Ao negociar um alvará para ir até Águas de Lindóia prestigiar um encontro de carros antigos, tive a feliz idéia de convidar um amigo, também casado, para ir junto. As esposas costumam ser mais compreensíveis quando seus maridos demonstram que podem se comportar bem lá fora.
Acontece que esse meu amigo é muito bom de bota, tanto em carros como em motos, com as quais já correu em Interlagos. Sabia que ele ia me avaliar naqueles 102 quilômetros até a Meca do Antigomobilismo. Nas rodovias duplicadas e retilíneas não havia muito a fazer, salvo conservar sobre futebol, mulher em rock ‘n’ roll (mentira, o papo girou sobre carros mesmo). Foi no setor final, entre Itapira e Águas de Lindóia, no corta caminho por fora de Lindóia, que o bicho pegou.
Trata-se de uma estradinha vicinal — um caminho de mula que recebeu uma casca de asfalto sem qualquer tipo de correção de inclinação nas curvas, bem como abertura de áreas para acostamento. A sinalização também não é grande coisa, mas a paisagem é marcante: uma zona rural autêntica, entre as montanhas da Serra da Mantiqueira, com suas cachoeiras e riachos vencidos por pontes estreitas, ligando curvas cegas intercaladas para a direita e esquerda, com grandes variações de altitude, mesclando topos de morros com várzeas. Tudo isso cruzando um pequeno bairro com capela rodeada de casebres vernaculares, em apenas oito quilômetros deliciosos. Uma etapa de rali, ali, cairia muito bem.
Um detalhe importante: estávamos completamente sozinhos naquele trecho. Havíamos madrugado naquele dia, pois o gado que chega antes ao açude bebe água limpa. Refiro-me à balbúrdia que costuma tomar conta de Águas de Lindóia para ver os carros antigos e o mercado de pulgas.
Uma súbita coceira na sola passa a comandar meu pé direito no acelerador, sem atolar o mesmo no pedal, porém dosando a pressão nele num crescente contínuo. Curva para a esquerda à vista. Redução de quarta marcha para terceira. O motor urra. Um totó no freio. Redução para segunda. Mergulhamos sob a copa das árvores.

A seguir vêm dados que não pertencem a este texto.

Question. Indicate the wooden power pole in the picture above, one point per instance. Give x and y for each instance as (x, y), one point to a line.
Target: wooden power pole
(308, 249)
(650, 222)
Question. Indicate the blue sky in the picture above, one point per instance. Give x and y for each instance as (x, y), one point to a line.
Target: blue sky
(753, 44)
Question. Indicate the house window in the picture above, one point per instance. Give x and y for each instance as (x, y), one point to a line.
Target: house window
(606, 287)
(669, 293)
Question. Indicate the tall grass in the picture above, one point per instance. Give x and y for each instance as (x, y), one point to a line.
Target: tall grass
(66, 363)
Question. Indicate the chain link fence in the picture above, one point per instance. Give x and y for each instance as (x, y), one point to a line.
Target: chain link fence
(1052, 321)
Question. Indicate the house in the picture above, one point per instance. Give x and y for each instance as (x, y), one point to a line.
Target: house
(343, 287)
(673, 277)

Tão logo a saída curva é avistada, a retomada é feita. Terceira. Quarta. Não dá tempo de engatar a quinta marcha. Curva para a direita. Nova redução para terceira. Segunda marcha. Segura, pois há uma lombada. Passando a primeira roda, pé embaixo de novo. O carro dá uma estilingada.
Coloco meus rins para dialogar com as abas laterais do banco de couro. Passo a entender a razão da existência delas, dada a sinuosidade da pista. Nós nos aproximamos de um topo de morro. Costas coladas nos encostos. Subitamente flutuamos por alguns instantes, na inversão para uma ladeira. Despencamos morro abaixo. A ponte lá na frente tem um degrau entre o asfalto e o concreto. Vai raspar na base do pára-choque! Não raspou. A suspensão assenta feito um pão de forma prensado na chapa, respondendo muito bem ao esforço solicitado.

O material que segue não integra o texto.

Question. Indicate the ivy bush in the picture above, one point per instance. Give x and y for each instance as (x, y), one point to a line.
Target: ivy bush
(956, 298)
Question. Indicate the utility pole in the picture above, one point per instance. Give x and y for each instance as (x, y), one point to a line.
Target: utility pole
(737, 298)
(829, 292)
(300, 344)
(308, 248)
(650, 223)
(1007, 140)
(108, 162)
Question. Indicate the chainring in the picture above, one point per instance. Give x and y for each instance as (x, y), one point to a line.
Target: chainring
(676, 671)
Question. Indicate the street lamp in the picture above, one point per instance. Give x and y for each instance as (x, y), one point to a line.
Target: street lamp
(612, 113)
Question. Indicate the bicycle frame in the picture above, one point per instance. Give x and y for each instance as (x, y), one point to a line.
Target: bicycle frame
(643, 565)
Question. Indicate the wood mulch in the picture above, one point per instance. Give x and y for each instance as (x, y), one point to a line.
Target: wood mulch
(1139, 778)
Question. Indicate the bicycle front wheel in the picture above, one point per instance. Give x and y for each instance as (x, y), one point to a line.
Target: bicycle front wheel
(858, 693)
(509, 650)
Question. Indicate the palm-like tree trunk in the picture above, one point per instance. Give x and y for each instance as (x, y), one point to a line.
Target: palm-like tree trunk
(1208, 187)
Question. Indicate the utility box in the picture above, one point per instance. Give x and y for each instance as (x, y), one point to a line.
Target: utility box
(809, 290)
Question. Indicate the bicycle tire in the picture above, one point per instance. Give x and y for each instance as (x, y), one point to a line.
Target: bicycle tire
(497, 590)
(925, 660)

Meu amigo estava se divertindo à beça. Ele passou a cantar os pontos de retomadas da aceleração para mim, feito um navegador. “Vai!” E fomos, sem cantar pneus, sem derrapar, sem travar as rodas nas frenagens. A velocidade? Se você perguntar, terei que garantir que respeitei os limites, obtendo diversão, esportivamente, no desafio de mantê-la constante. Não errei um engate. Estava usando aquele carro, pela primeira vez, nos conceitos para os quais havia sido projetado.
Passados dois anos e meio após a compra, finamente senti que estava sendo digno de guiar o Alfa Romeo 156, fabricado em 1998. Um modelo velho demais para ser a ponta de lança da marca, mas novo demais para ser considerado um clássico. Não tem problema. Estou quase completando 40 anos de idade e acho que estamos no mesmo barco, envelhecendo juntos com alguma dignidade.

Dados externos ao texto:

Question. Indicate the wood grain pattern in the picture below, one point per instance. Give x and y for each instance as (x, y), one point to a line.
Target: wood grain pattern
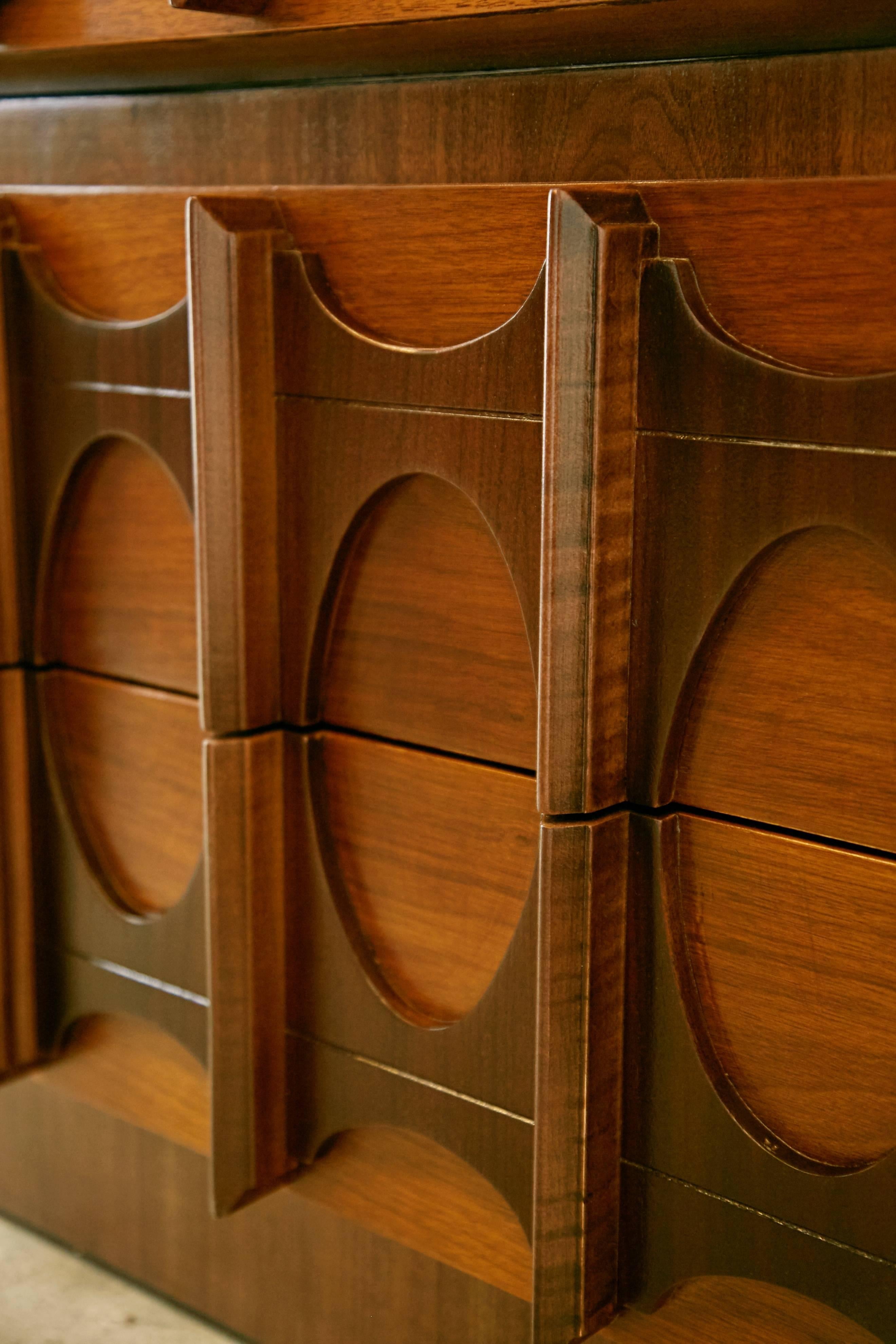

Depois dessa você já pode me chamar de alfista, não é mesmo? Nada disso. Nada que lembre o fanatismo, por favor. Pode me chamar de renatista, por ser apaixonado pela Renata; ou de carolinista, por ser o pai coruja da Carolina. É para elas que eu sempre volto para casa, independente do veículo a ser manejado.